The Thomas Paine Project
The Thomas Paine Project

The Thomas Paine Project is concerned with the great transformation of political thought and politics in the years from Paine’s movement to Lewes, East Sussex in 1768 to the end of his involvement in the North American Revolution and the French Revolution. The project seeks to promote research into the life and writings of Thomas Paine and his contemporaries. It equally seeks to disseminate knowledge of Paine and his times among school children and adult learners in Sussex and beyond.
The Thomas Paine Project has three initial aims. The first is to put online manuscripts and printed material concerned with Paine’s life and thought in Lewes in the late 1760s and beyond. The second is to make available teaching material for the study of Paine and his era. The third is to establish a permanent visitor centre devoted to Paine.
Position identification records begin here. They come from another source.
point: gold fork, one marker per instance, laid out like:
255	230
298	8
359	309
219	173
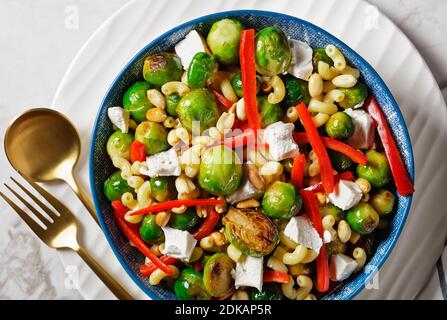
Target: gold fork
60	230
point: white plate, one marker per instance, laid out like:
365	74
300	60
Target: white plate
356	23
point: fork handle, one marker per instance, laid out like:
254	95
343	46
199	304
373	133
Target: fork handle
108	280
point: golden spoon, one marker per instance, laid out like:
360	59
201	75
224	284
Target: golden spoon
44	145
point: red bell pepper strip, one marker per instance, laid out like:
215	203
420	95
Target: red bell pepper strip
177	203
276	276
208	225
134	237
248	70
311	206
400	174
336	145
137	151
327	177
297	173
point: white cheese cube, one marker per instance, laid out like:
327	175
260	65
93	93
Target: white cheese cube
280	140
345	195
341	267
178	244
300	230
301	63
363	136
163	164
119	117
188	47
249	273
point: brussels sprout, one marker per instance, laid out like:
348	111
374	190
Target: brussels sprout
383	202
150	231
171	104
251	232
339	161
273	53
340	126
184	221
296	91
119	144
220	170
362	218
223	40
281	201
200	69
354	95
270	291
270	113
153	135
377	170
189	286
217	275
198	111
135	100
115	186
161	68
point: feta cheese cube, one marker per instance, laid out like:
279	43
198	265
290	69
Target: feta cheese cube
163	164
300	230
341	267
301	63
280	140
345	195
363	136
188	47
119	117
249	273
178	244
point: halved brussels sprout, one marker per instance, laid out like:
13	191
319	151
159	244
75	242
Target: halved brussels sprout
223	40
161	68
135	100
220	170
198	111
217	275
119	144
250	231
153	135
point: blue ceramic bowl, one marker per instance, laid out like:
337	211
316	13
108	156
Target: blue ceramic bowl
101	166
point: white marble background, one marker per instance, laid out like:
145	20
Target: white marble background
37	43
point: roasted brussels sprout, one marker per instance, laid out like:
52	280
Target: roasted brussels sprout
223	40
377	170
198	111
250	231
340	126
161	68
189	286
150	231
119	144
354	95
383	202
273	53
200	69
135	100
281	201
153	135
220	170
363	219
115	186
217	275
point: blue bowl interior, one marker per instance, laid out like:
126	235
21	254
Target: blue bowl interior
101	166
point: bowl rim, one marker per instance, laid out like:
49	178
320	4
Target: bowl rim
357	286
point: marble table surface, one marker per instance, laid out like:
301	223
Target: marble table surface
39	39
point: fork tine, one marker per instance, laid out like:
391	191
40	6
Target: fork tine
38	230
39	215
35	199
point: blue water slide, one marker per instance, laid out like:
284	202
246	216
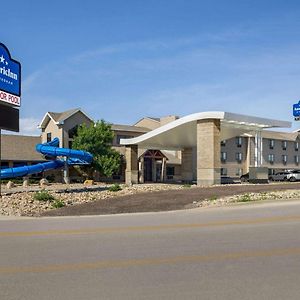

The Thomas Paine Project is linked to the broader activities of the Sussex Centre for Intellectual History, including public lectures and events to promote research into the intellectual world of the eighteenth and early nineteenth centuries and making available online manuscript and printed sources of interest to scholars and to the general public.
The Thomas Paine Project is being taken forward with help from the Thomas Paine Society UK, Brewers Decorating Material, The Daughters of the American Revolution: Walter Page Hines Chapter London, Lewes District Council and Lewes Priory School.
The project was inspired by the success of the Lewes festival 'Thomas Paine in Lewes: Revolution and Reason', which ran from the 4th to the 14th of July 2009.
The banner image above shows a detail from A panoramic view of Lewes, Sussex from the south-east 1768, by Dominic Serres,RA 1719-1793 London. Courtesy of Firle Place Preservation Trust.